Highlighting Southeast Asia’s voices
The Philippines can play a particularly important part in using its current ASEAN chairmanship. ASEAN chairs have a unique power – the right to set the official genda for the organization’s meetings and, in doing so, influence the outcomes of these meetings. If, as rumored and reported, the Philippines chooses to leave landmark award from the arbitral tribunal off the agenda, the administration would forego the use of one of the country’s foreign policy levers.
No matter the Philippines’ foreign policy strategy, there is little doubt that the South China Sea disputes, as well as the discussion over the planned framework code of conduct, will be hanging over the entire chairmanship. In this context, it is better for the government to encourage the voices of our Southeast Asian partners, even when we do not always agree, than to sideline ASEAN in favor of Beijing. The disputes must and will be settled through the agreement of all those involved. ASEAN’s members, especially the claimants, should be the highlighted voice of this year’s discussions.
ASEAN, for all its challenges, remains the best platform for the ten regional countries to settle differences and unite on key issues. The territories of the South China Sea/West Philippine Sea may not be equally important to all ASEAN members, but a polite, active discussion is necessary for ASEAN to live up to its own organizing principle as an independent force for regional stability and to its long-held goal of serving as a rock of peace and pride for the region.
The promise of a united Southeast Asia and its impact on the region is deeply entwined with our foreign policy. The Philippines has consistently played an active role in the growth and development of the Association of Southeast Asian Nations (ASEAN), dating back to its birth in 1967. At ASEAN’s birth, the organization aimed to provide a third force in the region to combat the effects of great power politics.
Although it has been criticized in recent years for being no more than a “talk shop,” ASEAN has persisted through political and economic crises, from the damages of the Cold War to the 1997 Asian Financial Crisis.

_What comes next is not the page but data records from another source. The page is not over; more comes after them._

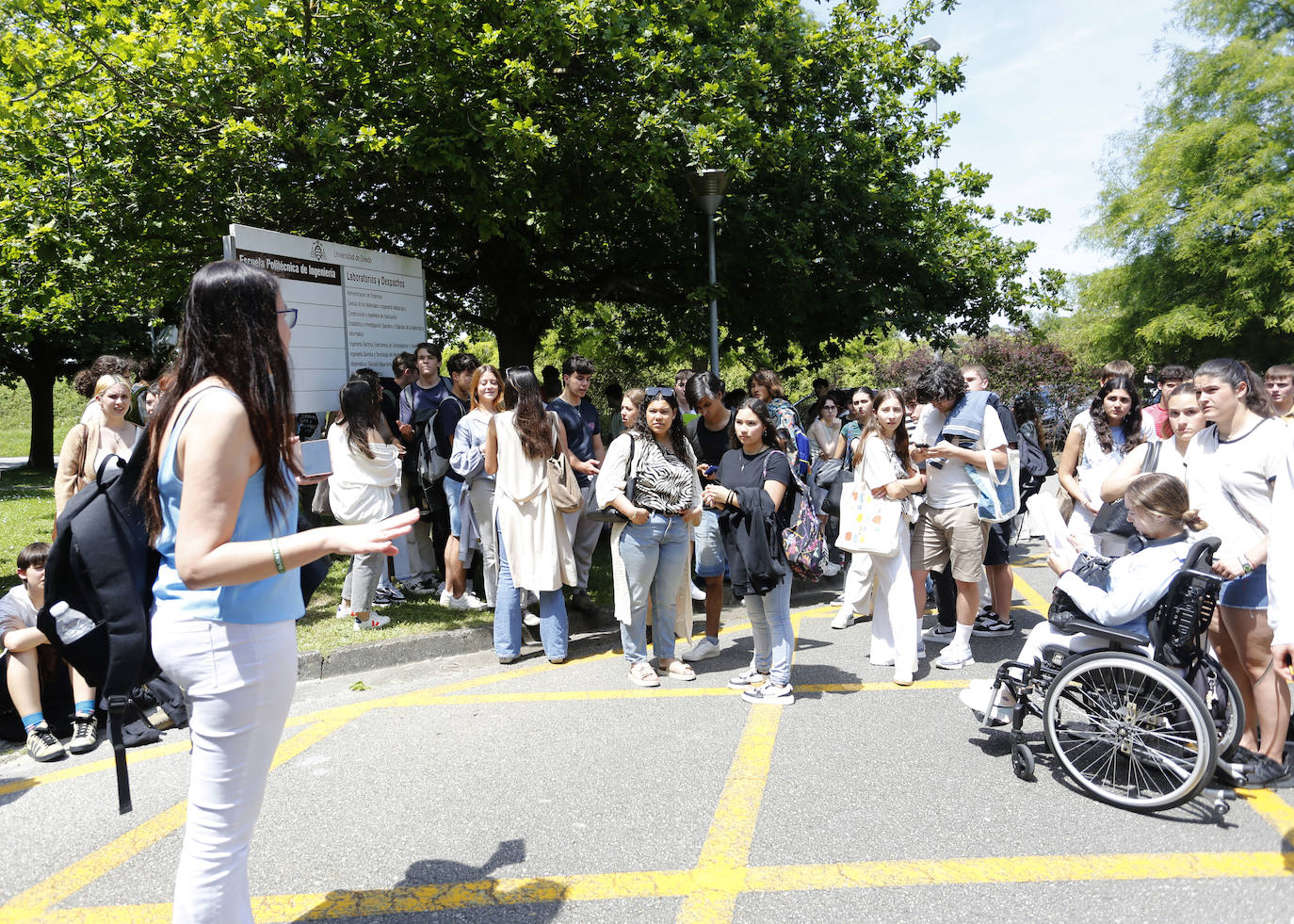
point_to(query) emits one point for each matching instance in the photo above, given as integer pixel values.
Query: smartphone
(315, 459)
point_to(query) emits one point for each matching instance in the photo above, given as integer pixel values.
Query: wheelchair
(1138, 733)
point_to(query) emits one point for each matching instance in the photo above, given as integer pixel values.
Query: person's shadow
(443, 889)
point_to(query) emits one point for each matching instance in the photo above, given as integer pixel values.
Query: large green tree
(533, 156)
(1199, 206)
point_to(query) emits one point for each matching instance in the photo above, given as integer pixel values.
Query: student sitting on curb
(21, 639)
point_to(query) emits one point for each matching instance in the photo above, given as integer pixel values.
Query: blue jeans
(770, 626)
(508, 615)
(655, 557)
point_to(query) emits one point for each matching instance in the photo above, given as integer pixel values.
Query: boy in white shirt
(21, 663)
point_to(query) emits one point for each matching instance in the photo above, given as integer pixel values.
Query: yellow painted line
(1273, 809)
(40, 897)
(1011, 869)
(159, 750)
(684, 883)
(1033, 598)
(722, 865)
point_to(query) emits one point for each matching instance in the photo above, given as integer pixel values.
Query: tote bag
(867, 523)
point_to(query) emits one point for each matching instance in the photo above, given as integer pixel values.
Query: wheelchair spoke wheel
(1128, 731)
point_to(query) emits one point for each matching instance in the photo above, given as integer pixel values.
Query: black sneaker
(990, 626)
(41, 744)
(84, 736)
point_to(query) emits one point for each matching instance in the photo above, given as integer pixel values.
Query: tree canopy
(533, 155)
(1199, 204)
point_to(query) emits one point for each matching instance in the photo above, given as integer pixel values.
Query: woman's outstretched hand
(365, 539)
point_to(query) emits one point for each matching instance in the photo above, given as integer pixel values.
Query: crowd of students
(452, 481)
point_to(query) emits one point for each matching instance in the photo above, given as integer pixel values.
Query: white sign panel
(356, 308)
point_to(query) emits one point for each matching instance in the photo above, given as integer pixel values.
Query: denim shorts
(711, 557)
(1248, 592)
(452, 491)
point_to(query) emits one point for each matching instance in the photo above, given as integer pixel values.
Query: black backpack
(99, 592)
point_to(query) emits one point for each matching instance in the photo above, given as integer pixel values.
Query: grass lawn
(16, 417)
(27, 515)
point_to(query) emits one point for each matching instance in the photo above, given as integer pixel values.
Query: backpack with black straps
(99, 592)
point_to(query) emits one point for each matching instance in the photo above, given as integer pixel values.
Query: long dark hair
(231, 329)
(677, 431)
(360, 413)
(1131, 425)
(531, 419)
(874, 426)
(761, 411)
(1234, 373)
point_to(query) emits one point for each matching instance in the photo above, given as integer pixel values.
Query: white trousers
(584, 536)
(895, 623)
(238, 682)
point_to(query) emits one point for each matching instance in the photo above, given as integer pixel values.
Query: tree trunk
(40, 377)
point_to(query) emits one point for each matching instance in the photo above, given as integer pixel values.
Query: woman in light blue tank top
(220, 494)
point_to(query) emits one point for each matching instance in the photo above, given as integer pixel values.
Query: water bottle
(72, 624)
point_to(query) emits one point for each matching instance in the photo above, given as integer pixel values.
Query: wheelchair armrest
(1108, 632)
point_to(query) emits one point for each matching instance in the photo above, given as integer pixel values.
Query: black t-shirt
(581, 425)
(708, 444)
(448, 415)
(739, 470)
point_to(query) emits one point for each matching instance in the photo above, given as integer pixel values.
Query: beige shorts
(955, 533)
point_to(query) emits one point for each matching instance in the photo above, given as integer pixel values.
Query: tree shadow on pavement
(444, 889)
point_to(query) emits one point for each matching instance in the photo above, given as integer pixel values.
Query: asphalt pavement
(461, 789)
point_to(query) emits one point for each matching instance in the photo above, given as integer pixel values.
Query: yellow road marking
(684, 883)
(134, 757)
(40, 897)
(1031, 597)
(1273, 809)
(722, 865)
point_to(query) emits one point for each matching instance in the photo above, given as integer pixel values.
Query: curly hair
(531, 418)
(677, 431)
(1130, 426)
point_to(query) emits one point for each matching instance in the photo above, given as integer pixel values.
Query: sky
(1048, 83)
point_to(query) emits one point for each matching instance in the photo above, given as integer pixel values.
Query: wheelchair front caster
(1023, 761)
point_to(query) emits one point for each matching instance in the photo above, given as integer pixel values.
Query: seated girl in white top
(1159, 511)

Its greatest success may be the lack of inter-member armed conflict and, more encouragingly, the absence of “strategic distrust” between them.
Now, for better or worse, the countries of Southeast Asia are more tightly bound to each other, as export markets, sources of labor, and as parts of global supply chains. Thanks in part to its members’ efforts in economic cooperation and integration, the ASEAN bloc is the Philippines’ largest trading partner, cumulatively beating out Japan, China, and the United States in 2015 and the first half of 2016.
For 50 years, ASEAN was defined more by what it wasn’t than by what it stood for: it wasn’t communist, it wasn’t colonized, and it was neither Chinese, Japanese, American, or Indian. However, for ASEAN to emerge as a true third force it must decide what it will do with its weight: its members must have something to unite around. This year, the Duterte administration must do its part, together with the region, for the region to find its common vision and voice.
Dindo Manhit is the president of Stratbase ADR Institute.